Biden lembrou que em 2016, na sequência da morte do juiz conservador do Supremo Tribunal Antonin Scalia, McConnell ignorou o substituto escolhido pelo então presidente, Barack Obama, e não submeteu a sua nomeação a voto, com o argumento que não fazia sentido uma aprovação em ano eleitoral.

Na altura, salientou Biden, faltavam quase nove meses para as presidenciais, enquanto agora faltam apenas 46 dias. "Estamos a falar da Constituição e do Supremo Tribunal. Essa instituição não devia estar sujeita à política", destacou.

Obama, numa mensagem deixada na sua página de Facebook a lamentar a morte de Ginsburg, recorda esse mesmo momento: “Quatro anos e meio atrás, quando os republicanos se recusaram a realizar uma audiência ou uma votação em Merrick Garland, eles inventaram o princípio de que o Senado não deveria preencher uma vaga no Supremo Tribunal antes da tomada de posse de um novo presidente”.

O antecessor de Trump sublinhou que “um princípio básico da lei – e da justiça do dia-a-dia – é que apliquemos as regras com consistência e não com base no que é conveniente ou vantajoso no momento”. O Supremo Tribunal dos Estados Unidos é composto por nove juízes que têm o poder de mudar as leis do país. Na prática, desempenham um papel crucial em temas como o aborto, os direitos dos imigrantes, a privacidade, a pena de morte e a posse de armas.

Desde que assumiu a presidência, Trump nomeou dois juízes e o atual tribunal tem uma maioria conservadora de 5-4 na maioria dos casos. É expectável que a ala democrata no Senado fará todos os possíveis para impedir a nomeação de um juiz conservador, mas a maioria republicana no Senado não deixará muitas hipóteses.

Com a provável nomeação de mais um juiz do Supremo por Donald Trump, a maioria conservadora passará a ter uma vantagem de 6-3
, o que terá certamente consequências nas decisões sobre temas de grande relevância, como o aborto e o casamento homossexual.
O legado de Ginsburg
Ao longo de uma ilustre carreira jurídica de seis décadas, Ginsburg recebeu um reconhecimento sem precedentes para um jurista dos EUA.

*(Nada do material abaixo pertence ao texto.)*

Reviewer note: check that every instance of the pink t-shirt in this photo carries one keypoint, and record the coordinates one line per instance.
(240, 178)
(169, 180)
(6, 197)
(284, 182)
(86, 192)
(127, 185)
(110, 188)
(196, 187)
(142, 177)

A jurista era idolatrada pela sua posição progressista em questões que geravam mais polémica no Supremo Tribunal, desde o direito ao aborto ao casamento homossexual.

Nascida em 1933 e filha de pais judeus, Ginsburg estudou na Harvard Law School, onde foi uma das nove mulheres numa turma de cerca de 500 homens.

Ginsburg não recebeu nenhuma oferta de emprego após terminar a licenciatura, mas chegou ao Supremo Tribunal, em 1993, com um grande currículo pelos direitos feministas. Em 1970, tornou-se uma das fundadoras do primeiro jornal de direito focado nos direitos das mulheres, o Women’s Rights Law Reporter.

Já em 1972, foi co-fundadora do Projeto dos Direitos das Mulheres na União das Liberdades Civis Americanas
. Nesse mesmo ano, Ginsburg tornou-se a primeira professora titular da Columbia Law School.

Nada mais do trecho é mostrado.